I protagonisti e il cast
Al centro della vicenda troviamo una coppia di interpreti inedita e carismatica. Andrea Pennacchi veste i panni di Antonio, un colonnello dei carabinieri in pensione, vedovo e profondamente misantropo, che vive trincerato nei propri pregiudizi e in un costante conflitto con il mondo e con la figlia. Accanto a lui recita Enrico Tijani, volto noto al grande pubblico per il successo di Mare Fuori, qui nel ruolo di Aigo, un giovane migrante determinato a ottenere i documenti necessari per lasciare l’Italia, disposto a tutto pur di raggiungere il suo scopo. Il cast è ulteriormente arricchito dalle presenze di Valentina Romani e Iaia Forte.
Una visione oltre gli stereotipi
La sceneggiatura, firmata da Giulia Gianni e dallo stesso Chiarini con la collaborazione di Yousuf Saeid e Paola Rota, si focalizza sulla volontà di rappresentare un’umanità fragile e difettosa. L’intento di Saeid, come sottolineato dalla produttrice di Rosamont Marica Stocchi, è quello di allontanarsi dalla visione dei migranti intesi esclusivamente come vittime o come minacce. Attraverso il personaggio di Aigo, il film propone la figura di un uomo imperfetto e a tratti arrogante, rivendicando il diritto alla complessità e all’errore che appartiene a ogni essere umano.

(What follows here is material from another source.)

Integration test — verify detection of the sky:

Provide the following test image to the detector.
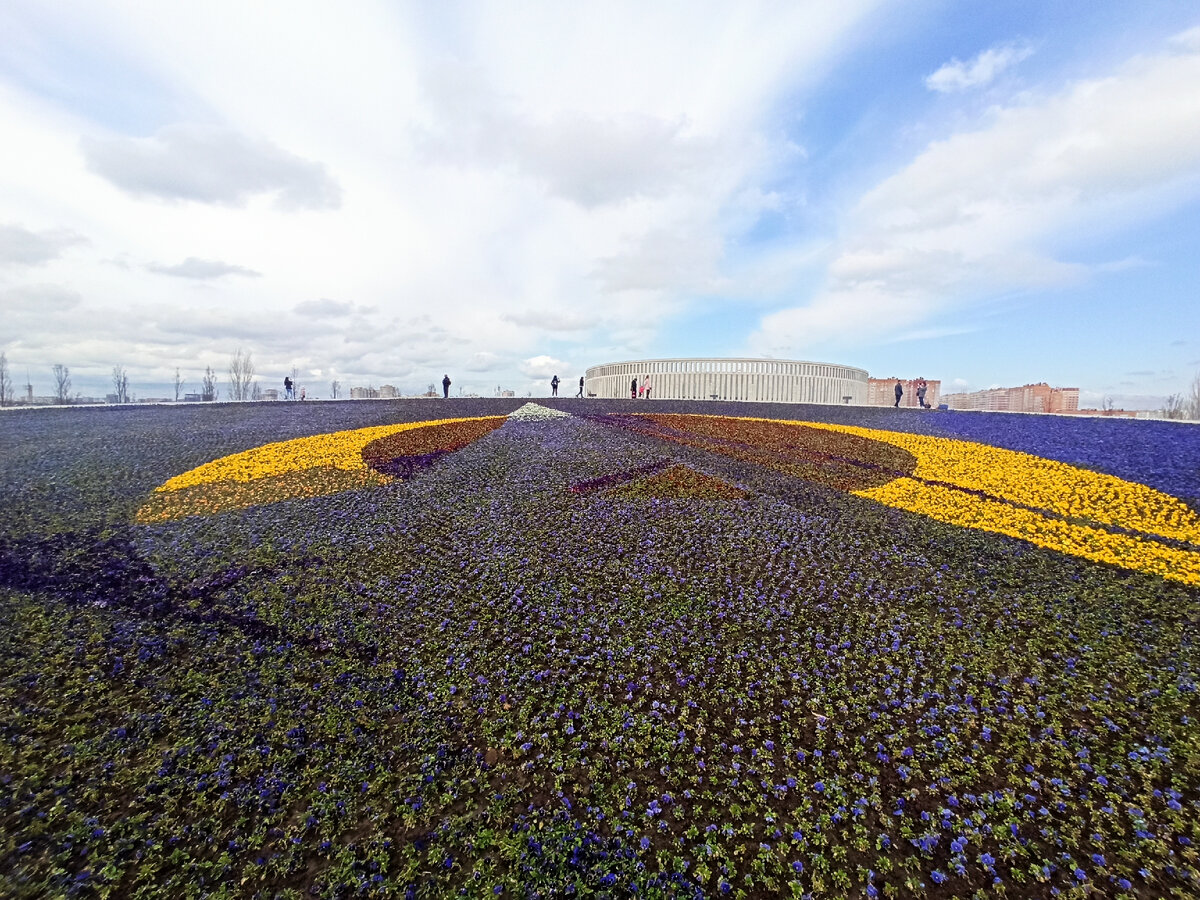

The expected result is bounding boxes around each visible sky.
[0,0,1200,408]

L’incontro tra due solitudini
L’incontro tra il colonnello deluso e il giovane migrante ambizioso darà vita a un legame rocambolesco e imprevedibile. Nonostante le apparenti distanze siderali, Antonio e Aigo scopriranno di essere accomunati da una profonda solitudine e da una rabbia latente verso la vita. Sarà proprio questo scontro a costringerli a mettere in discussione le proprie certezze e a superare i pregiudizi che hanno condizionato le loro esistenze, aprendo finalmente uno spiraglio di empatia verso il prossimo e verso se stessi.
Produzione e territorio
Il film è una produzione Rosamont con Rai Cinema, realizzata con il contributo del PR FESR Piemonte 2021-2027 e il sostegno di Film Commission Torino Piemonte e del Fondo Regionale per l’Audiovisivo del FVG. Con questo nuovo lavoro, Duccio Chiarini si conferma un autore attento alle dinamiche relazionali, capace di trattare temi sociali complessi con intelligenza, poesia e un tocco di necessaria ironia.